In 2019, Haxton finished in seventh place in the PR1 single sculls event at the World Rowing Championships.

Blake is representing the US in various World Stages

In 2020, Haxton won the PR1 single sculls event at the U.S. Olympic & Paralympic Team Trials for Rowing.

In 2021, Haxton had great success in Paralympic sports. He won a silver medal in the VL2 paracanoe event at the Tokyo Paralympic Games. He won his semifinal race with his fastest time ever. In the final race later that morning, Haxton finished with a time of 55.093 seconds, just 2.016 seconds behind the winner Fernando Rufino de Paulo from Brazil.


In 2022, Blake Haxton continued to do very well in athletics. He was part of the U.S. Paralympic Rowing Team and was chosen for the Paralympic team in the men’s single sculls event at the U.S. Team Trials earlier that year. Also, Haxton earned a spot to compete in Tokyo by finishing fourth in the men’s VL2 200m race. So he represented the United States in both rowing and paracanoe at the Tokyo Paralympic Games.

In 2023, Blake Haxton took part in the World Championships, specifically the VL2 event, and was successful in winning a medal. He got 3rd place at the 2023 World Championships in Duisburg in the VL2 category. This showed his great talent and determination in the sport of para canoeing.

What caused Haxton’s injury

In 2009, when Blake Haxton was 18 years old, he had a pulled muscle in his calf. This led to a very serious case of necrotizing fasciitis, also known as flesh-eating bacteria. This fast-spreading infection, caused by group A Streptococcus bacteria, resulted in having to amputate both of Haxton’s legs above the knees in order to save his life.

Blake Haxton, a former rower at Upper Arlington High School, and his parents settled lawsuits they filed against a hospital and doctors. This was after the flesh-eating bacteria led to the amputation of Haxton’s legs. Blake, who was 21 at the time, was the senior captain of the rowing team when pain in his calf sent him to the emergency room at Riverside Methodist Hospital in March 2009.

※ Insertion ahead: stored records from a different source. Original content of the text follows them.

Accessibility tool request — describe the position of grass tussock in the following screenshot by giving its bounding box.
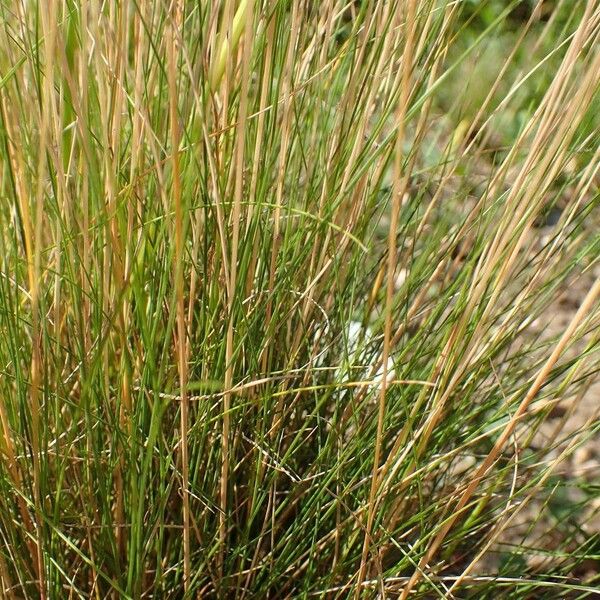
[0,0,600,600]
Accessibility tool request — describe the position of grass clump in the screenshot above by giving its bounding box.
[0,0,600,599]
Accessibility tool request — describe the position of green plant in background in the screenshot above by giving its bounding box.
[0,0,600,599]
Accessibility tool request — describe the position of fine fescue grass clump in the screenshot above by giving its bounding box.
[0,0,600,599]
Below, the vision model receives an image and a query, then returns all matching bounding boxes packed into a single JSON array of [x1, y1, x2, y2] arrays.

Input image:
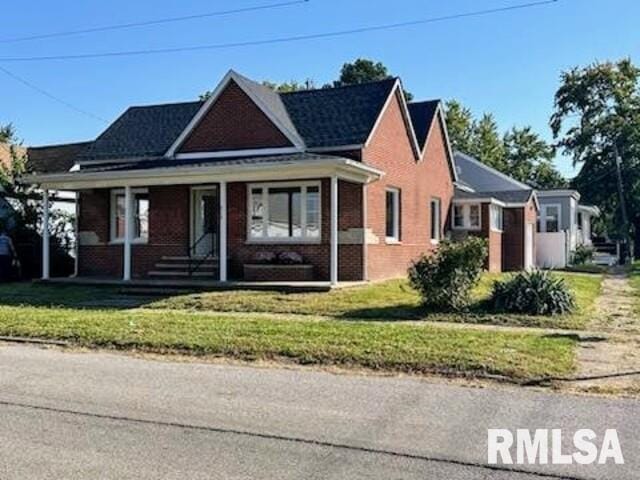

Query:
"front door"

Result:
[[190, 187, 219, 257], [524, 223, 533, 270]]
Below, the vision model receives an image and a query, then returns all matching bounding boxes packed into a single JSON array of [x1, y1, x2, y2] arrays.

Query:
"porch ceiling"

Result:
[[22, 153, 384, 190]]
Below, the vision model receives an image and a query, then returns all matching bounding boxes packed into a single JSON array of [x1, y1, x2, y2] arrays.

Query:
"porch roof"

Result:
[[22, 153, 384, 190]]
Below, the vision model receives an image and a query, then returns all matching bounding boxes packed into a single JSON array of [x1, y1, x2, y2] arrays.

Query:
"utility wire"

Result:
[[0, 0, 559, 62], [0, 0, 309, 44], [0, 65, 109, 123]]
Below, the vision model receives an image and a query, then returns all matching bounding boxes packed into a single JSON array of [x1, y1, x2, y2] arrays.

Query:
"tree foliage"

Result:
[[551, 59, 640, 246], [199, 58, 413, 102], [0, 125, 75, 276], [446, 100, 566, 188]]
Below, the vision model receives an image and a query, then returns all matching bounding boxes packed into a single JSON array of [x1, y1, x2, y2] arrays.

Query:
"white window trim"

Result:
[[451, 203, 482, 232], [489, 205, 504, 233], [540, 203, 562, 233], [245, 181, 322, 245], [384, 188, 401, 243], [109, 188, 151, 245], [429, 197, 442, 245]]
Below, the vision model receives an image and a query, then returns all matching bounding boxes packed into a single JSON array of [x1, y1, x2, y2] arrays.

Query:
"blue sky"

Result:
[[0, 0, 640, 175]]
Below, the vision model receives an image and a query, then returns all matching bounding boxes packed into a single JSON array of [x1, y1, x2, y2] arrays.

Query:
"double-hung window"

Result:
[[489, 205, 504, 232], [109, 188, 149, 243], [248, 182, 321, 242], [538, 205, 560, 233], [451, 203, 480, 230], [385, 188, 400, 242], [431, 198, 442, 243]]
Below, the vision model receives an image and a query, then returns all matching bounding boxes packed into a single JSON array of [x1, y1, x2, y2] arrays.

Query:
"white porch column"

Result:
[[42, 189, 50, 280], [330, 175, 338, 285], [218, 181, 227, 282], [122, 187, 133, 281]]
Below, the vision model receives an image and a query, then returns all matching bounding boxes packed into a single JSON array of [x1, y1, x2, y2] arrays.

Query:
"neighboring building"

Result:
[[26, 71, 456, 284], [454, 152, 600, 270]]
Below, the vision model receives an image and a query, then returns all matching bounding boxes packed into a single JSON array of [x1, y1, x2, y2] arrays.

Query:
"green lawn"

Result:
[[0, 273, 601, 380], [144, 272, 602, 329], [0, 306, 576, 380]]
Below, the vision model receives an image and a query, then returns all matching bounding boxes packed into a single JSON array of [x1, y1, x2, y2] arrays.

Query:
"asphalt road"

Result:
[[0, 344, 640, 480]]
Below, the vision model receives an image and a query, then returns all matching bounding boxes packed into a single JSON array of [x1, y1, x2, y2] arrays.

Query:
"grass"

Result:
[[0, 273, 601, 380], [0, 306, 576, 380], [140, 272, 602, 329]]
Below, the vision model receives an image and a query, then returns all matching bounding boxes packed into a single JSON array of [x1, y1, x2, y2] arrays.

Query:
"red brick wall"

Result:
[[363, 91, 453, 280], [79, 186, 189, 277], [228, 179, 363, 281], [180, 80, 291, 153]]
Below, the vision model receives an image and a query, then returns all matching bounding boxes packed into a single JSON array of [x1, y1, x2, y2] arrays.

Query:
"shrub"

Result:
[[491, 270, 576, 315], [571, 245, 594, 265], [409, 237, 488, 310]]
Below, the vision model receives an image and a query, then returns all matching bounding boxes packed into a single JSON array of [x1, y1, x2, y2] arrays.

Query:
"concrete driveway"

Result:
[[0, 344, 640, 480]]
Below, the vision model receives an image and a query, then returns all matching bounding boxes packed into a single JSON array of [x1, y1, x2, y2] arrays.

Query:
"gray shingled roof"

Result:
[[27, 142, 92, 173], [69, 153, 344, 174], [455, 189, 533, 203], [235, 72, 304, 143], [407, 100, 440, 149], [280, 78, 396, 148], [78, 101, 203, 160]]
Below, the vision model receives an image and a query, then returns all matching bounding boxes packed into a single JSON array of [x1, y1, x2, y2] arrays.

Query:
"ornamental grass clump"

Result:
[[409, 237, 488, 311], [491, 270, 576, 315]]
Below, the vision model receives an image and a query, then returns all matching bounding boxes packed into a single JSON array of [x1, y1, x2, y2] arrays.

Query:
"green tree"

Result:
[[471, 113, 508, 172], [0, 125, 75, 276], [445, 100, 474, 155], [445, 100, 566, 188], [503, 127, 567, 189], [551, 59, 640, 255]]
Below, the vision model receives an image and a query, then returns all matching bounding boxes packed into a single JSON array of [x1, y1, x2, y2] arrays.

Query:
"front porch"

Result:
[[32, 157, 378, 289]]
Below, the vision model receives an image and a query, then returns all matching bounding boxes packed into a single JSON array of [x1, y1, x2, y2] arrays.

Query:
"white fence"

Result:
[[536, 232, 569, 268]]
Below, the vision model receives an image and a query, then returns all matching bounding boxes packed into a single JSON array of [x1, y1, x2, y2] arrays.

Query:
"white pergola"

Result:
[[23, 157, 383, 285]]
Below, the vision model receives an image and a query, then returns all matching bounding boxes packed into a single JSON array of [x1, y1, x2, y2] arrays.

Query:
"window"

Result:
[[541, 205, 560, 233], [248, 182, 320, 241], [110, 189, 149, 243], [453, 205, 465, 228], [490, 205, 504, 232], [386, 188, 400, 242], [431, 198, 442, 243], [451, 203, 481, 230]]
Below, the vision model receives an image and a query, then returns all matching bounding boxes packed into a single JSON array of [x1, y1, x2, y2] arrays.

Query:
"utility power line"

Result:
[[0, 65, 109, 123], [0, 0, 559, 62], [0, 0, 309, 44]]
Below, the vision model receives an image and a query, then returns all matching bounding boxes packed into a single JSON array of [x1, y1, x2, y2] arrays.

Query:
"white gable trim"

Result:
[[364, 79, 421, 160], [165, 70, 305, 157], [457, 151, 532, 190], [420, 102, 459, 182]]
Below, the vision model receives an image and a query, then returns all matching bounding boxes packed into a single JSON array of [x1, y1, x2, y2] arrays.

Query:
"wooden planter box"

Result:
[[244, 263, 314, 282]]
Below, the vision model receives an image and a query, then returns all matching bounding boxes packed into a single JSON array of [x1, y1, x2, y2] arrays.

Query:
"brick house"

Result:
[[451, 152, 540, 272], [25, 71, 456, 284]]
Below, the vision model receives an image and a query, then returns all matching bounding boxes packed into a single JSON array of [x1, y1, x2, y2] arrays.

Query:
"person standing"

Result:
[[0, 229, 16, 282]]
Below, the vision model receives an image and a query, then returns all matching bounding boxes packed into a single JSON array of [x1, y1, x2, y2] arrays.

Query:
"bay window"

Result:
[[110, 188, 149, 243], [248, 182, 320, 241]]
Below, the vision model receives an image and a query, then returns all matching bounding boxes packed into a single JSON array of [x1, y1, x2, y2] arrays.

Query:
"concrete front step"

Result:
[[156, 262, 218, 270], [147, 269, 220, 279], [162, 255, 218, 263]]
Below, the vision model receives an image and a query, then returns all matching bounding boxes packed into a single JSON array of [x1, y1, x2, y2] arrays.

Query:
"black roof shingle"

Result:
[[407, 100, 440, 149]]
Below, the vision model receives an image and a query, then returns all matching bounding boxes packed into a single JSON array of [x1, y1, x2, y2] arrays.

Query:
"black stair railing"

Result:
[[188, 231, 218, 277]]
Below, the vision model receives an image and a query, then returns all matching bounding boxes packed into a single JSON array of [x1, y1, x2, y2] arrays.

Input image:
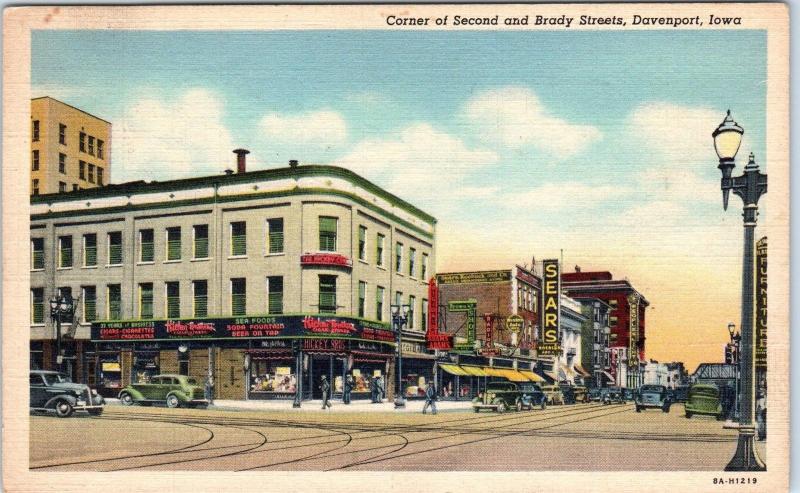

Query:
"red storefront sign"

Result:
[[300, 253, 352, 267]]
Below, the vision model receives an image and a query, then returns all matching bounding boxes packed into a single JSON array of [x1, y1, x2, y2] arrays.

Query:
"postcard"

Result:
[[2, 3, 790, 492]]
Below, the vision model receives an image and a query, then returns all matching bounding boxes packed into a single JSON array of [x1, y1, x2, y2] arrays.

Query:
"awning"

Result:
[[517, 370, 545, 382], [483, 366, 508, 378], [460, 365, 488, 377], [575, 363, 592, 377], [439, 363, 469, 377]]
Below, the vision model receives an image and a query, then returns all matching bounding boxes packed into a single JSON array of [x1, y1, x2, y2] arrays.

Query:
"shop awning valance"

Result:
[[439, 363, 469, 377], [575, 363, 592, 377], [519, 370, 545, 383], [461, 365, 489, 377]]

Doctors diagnosed Haxton with quick-moving necrotizing fasciitis, which can spread under the skin. Within a few days, Haxton was on life support and was moved to Ohio State University Medical Center, now called the Wexner Medical Center. Doctors there amputated both of his legs above the knee.

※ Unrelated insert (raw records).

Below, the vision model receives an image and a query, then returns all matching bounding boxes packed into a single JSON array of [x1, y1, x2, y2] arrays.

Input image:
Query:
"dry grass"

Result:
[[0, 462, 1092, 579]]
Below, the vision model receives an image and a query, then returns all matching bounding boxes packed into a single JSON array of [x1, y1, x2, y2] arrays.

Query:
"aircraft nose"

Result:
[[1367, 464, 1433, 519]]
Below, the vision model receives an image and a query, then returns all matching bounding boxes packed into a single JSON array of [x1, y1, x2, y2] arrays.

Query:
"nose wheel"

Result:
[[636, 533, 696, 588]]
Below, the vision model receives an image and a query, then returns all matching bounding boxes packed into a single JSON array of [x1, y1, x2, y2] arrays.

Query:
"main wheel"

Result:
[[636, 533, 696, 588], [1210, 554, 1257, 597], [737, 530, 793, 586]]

Haxton and his parents – Steven A. and Heather Haxton – filed medical negligence lawsuits later that year in Franklin County’s Common Pleas Court and the Ohio Court of Claims. The lawsuits named Riverside, the parent company OhioHealth, and more than 15 doctors.

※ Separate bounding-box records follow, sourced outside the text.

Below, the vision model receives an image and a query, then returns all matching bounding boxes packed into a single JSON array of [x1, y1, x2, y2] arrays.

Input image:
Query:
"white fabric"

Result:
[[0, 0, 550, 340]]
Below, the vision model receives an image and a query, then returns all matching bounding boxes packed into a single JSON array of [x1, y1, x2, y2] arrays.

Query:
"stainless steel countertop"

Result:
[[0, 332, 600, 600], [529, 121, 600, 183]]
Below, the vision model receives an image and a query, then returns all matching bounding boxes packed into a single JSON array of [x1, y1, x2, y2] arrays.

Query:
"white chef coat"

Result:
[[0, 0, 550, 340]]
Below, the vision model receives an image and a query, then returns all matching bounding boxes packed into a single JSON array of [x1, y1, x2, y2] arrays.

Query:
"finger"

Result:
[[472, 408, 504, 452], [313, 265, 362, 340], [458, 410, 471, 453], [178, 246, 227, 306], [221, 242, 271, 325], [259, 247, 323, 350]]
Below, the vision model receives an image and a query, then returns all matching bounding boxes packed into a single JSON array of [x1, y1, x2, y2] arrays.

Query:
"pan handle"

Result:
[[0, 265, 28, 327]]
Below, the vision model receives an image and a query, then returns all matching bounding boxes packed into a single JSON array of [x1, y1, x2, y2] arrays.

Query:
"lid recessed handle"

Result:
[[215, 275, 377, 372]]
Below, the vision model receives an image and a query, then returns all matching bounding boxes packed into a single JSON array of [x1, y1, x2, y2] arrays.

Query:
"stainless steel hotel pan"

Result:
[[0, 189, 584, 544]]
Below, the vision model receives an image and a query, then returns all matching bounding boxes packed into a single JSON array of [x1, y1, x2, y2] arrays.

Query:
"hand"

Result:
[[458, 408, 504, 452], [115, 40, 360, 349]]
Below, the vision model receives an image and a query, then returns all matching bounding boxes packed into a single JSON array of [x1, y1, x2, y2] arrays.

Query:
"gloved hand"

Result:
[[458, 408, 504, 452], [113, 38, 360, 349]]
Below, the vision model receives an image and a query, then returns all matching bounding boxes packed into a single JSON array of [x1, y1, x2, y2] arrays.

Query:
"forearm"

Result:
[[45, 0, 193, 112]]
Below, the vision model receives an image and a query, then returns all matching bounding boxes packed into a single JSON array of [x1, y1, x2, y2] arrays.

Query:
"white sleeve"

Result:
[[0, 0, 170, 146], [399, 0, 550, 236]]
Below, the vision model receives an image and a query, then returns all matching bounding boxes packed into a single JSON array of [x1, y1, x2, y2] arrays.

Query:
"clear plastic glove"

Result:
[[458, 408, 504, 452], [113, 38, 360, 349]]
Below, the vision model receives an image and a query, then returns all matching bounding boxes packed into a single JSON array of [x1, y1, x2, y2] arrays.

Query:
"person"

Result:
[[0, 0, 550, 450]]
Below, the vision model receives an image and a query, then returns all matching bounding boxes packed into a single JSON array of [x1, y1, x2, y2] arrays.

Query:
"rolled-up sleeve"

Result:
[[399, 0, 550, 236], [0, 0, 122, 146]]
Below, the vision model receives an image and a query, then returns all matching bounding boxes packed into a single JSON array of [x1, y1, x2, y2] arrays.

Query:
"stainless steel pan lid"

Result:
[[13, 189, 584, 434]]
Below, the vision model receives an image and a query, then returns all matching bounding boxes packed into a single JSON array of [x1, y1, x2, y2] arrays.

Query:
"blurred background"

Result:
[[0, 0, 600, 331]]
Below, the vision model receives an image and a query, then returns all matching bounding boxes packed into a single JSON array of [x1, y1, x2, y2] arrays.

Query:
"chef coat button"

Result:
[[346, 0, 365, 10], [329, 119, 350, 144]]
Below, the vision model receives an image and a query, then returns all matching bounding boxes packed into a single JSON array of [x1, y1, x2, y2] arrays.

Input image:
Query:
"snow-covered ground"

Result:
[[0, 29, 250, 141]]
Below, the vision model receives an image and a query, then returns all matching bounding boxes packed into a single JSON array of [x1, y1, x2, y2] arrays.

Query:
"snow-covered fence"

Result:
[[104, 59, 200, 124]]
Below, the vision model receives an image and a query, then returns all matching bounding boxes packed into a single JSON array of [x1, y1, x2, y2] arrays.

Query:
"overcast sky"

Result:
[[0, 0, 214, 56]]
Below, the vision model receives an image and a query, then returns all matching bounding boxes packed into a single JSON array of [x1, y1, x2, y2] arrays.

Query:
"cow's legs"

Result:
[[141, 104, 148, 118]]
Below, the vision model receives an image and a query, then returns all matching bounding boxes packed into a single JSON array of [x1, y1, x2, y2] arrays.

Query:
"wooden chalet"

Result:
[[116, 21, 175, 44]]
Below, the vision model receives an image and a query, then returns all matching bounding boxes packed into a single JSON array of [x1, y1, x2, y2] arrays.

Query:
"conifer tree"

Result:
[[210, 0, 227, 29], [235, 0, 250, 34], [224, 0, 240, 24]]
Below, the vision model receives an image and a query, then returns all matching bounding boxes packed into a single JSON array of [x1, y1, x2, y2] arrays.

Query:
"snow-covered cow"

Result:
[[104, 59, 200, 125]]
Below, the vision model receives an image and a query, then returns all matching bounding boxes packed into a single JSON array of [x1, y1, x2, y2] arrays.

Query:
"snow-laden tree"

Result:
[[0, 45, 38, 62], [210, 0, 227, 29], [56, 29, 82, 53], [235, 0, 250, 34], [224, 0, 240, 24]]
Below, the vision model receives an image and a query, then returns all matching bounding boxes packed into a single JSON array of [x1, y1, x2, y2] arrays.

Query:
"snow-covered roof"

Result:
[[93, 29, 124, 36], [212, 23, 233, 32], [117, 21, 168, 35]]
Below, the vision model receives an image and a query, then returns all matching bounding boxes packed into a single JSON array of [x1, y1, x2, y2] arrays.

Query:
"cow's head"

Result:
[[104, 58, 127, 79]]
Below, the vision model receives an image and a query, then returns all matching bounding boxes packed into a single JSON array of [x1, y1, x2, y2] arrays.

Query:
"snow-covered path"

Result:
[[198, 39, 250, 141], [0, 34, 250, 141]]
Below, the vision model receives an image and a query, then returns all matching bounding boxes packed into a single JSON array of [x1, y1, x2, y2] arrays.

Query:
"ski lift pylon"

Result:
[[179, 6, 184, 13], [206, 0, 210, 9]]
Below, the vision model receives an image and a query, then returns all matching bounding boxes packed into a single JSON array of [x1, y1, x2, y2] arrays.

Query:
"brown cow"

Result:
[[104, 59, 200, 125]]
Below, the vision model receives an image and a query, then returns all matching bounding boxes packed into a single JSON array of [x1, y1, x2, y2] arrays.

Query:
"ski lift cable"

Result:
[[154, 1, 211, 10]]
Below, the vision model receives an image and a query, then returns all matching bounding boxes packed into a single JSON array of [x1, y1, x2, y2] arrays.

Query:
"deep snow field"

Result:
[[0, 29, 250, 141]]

Ohio State University Medical Center was also named because it employed a doctor-in-training who cared for Haxton at Riverside. However, OSU Medical Center itself was not sued over the care Haxton received. A trial in Common Pleas Court was scheduled to start on Monday, but the parties told the court last month that they had reached a settlement. That settlement covers all parties and lawsuits, said Gerald Leeseberg, Haxton’s attorney.